Ne du hattest aber geschrieben, das du mit gerade mal 16kb/s Upstream mit 8 Leuten online warst...das ist für mich Schwachsinn...zudem du ja geschrieben hattest zugleich noch wow gespielt zuhaben...ich weiss zwar nicht was WoW an Bandbreite benötigt, aber aufjeden Fall wird es nicht unter min. 5-10kb/s Upstream sein...

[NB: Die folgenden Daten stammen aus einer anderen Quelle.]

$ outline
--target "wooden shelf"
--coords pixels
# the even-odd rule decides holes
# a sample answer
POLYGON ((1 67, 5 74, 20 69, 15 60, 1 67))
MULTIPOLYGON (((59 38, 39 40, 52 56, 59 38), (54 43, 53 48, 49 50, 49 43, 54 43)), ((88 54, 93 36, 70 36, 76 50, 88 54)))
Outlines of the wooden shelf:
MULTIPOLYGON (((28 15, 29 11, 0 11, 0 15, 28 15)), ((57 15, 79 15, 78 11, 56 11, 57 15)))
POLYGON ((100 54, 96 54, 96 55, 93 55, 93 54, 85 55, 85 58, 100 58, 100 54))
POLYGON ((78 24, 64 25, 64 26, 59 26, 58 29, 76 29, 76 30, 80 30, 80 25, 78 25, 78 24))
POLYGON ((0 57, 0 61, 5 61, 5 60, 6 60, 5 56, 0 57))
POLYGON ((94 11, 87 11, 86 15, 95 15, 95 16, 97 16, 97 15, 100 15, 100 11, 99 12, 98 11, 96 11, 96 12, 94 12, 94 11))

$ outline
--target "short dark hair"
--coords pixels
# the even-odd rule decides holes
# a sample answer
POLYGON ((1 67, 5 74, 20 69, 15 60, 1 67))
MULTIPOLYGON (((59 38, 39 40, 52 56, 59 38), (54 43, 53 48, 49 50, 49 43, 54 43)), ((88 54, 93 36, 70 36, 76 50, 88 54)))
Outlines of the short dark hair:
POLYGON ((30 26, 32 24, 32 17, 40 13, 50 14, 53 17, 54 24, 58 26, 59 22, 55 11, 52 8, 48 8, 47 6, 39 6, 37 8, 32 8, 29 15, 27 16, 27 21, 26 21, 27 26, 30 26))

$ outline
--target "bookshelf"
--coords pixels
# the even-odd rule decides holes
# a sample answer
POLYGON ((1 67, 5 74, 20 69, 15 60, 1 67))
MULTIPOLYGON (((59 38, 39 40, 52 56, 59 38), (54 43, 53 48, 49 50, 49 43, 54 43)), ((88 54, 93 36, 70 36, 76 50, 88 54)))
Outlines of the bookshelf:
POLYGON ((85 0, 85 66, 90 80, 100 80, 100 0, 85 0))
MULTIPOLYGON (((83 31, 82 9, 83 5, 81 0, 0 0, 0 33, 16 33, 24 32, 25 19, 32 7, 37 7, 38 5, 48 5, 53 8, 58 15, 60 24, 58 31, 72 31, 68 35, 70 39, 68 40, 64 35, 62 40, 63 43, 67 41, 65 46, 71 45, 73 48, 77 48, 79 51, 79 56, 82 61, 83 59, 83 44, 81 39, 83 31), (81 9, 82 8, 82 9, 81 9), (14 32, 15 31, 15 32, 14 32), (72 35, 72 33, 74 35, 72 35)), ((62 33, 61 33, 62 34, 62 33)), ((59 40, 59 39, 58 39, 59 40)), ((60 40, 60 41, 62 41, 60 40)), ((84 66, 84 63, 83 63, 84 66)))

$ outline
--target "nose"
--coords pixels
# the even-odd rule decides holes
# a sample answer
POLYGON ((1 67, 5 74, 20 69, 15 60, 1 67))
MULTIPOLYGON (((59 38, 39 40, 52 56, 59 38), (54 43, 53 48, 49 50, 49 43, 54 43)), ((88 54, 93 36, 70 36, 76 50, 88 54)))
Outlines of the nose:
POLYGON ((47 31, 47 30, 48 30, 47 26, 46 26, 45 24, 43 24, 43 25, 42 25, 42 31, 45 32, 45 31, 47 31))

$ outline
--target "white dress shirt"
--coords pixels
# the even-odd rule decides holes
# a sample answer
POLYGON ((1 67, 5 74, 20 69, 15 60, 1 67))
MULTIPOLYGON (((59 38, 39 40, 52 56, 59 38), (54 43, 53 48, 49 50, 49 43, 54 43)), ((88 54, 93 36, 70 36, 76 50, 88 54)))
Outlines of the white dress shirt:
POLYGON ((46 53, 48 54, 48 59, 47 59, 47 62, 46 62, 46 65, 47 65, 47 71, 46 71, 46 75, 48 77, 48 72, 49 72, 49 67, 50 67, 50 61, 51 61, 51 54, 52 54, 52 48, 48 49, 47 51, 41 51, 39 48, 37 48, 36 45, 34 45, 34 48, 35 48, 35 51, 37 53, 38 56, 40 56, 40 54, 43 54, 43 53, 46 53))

Was dem Threadersteller betrifft, am besten in den Router eingeben, jenach dem was er für einen hat, dann braucht man auch keine unnötigen Dienste auf dem PC laufen lassen


----------



## Jimini (26. August 2011)

Clawhammer schrieb:


> Ne du hattest aber geschrieben, das du mit gerade mal 16kb/s Upstream mit 8 Leuten online warst...das ist für mich Schwachsinn...zudem du ja geschrieben hattest zugleich noch wow gespielt zuhaben...ich weiss zwar nicht was WoW an Bandbreite benötigt, aber aufjeden Fall wird es nicht unter min. 5-10kb/s Upstream sein...


 
Naja, aber wieso sollte ich lügen? Ich hatte damals eine 1MBit-Anbindung mit 16kb/s up (oder waren es 20?). Wir waren zu acht im TS und ich spielte WOW. Es kann aber sein, dass ich einen entsprechend genügsamen Codec nutzte.

MfG Jimini


----------



## Clawhammer (26. August 2011)

Ah, da kommen wir der Sache doch schon etwas näher 

Wollte ich dir nicht unterstellen das du lügst, nur es widerspricht der reintheoretischen (ich nenn es mal) Physik


----------



## Rurdo (26. August 2011)

na dann, dürft ihrs versuchen:
pcghforum.dyndns.org 
bittesehr, server steht!


----------



## cann0nf0dder (26. August 2011)

die ip 84.113.66.217 ist nicht (mehr) erreichbar


----------



## Rurdo (26. August 2011)

eben... und ich weiß nicht was ich noch tun soll/kann...


----------



## cann0nf0dder (26. August 2011)

haste denn aktuell noch 84.113.66.217 ? 

bei mir kam es vor das der router sich nicht neu mit dyndns synchronisiert hatte ...

edit:
und die ports
upd 9987 (müsste der std port sein)
tcp 10011 
tcp 30033
die beidentcp ports müssten für stats etc... sein, ka ob sie für den  betrieb freigegeben werden müssen, ich hab sie freigegeben


----------



## Rurdo (26. August 2011)

öhm, eigentlich schon...


----------



## Rurdo (26. August 2011)

Okey, Server steht, danke an cann0nf0dder für die Hilfe!


----------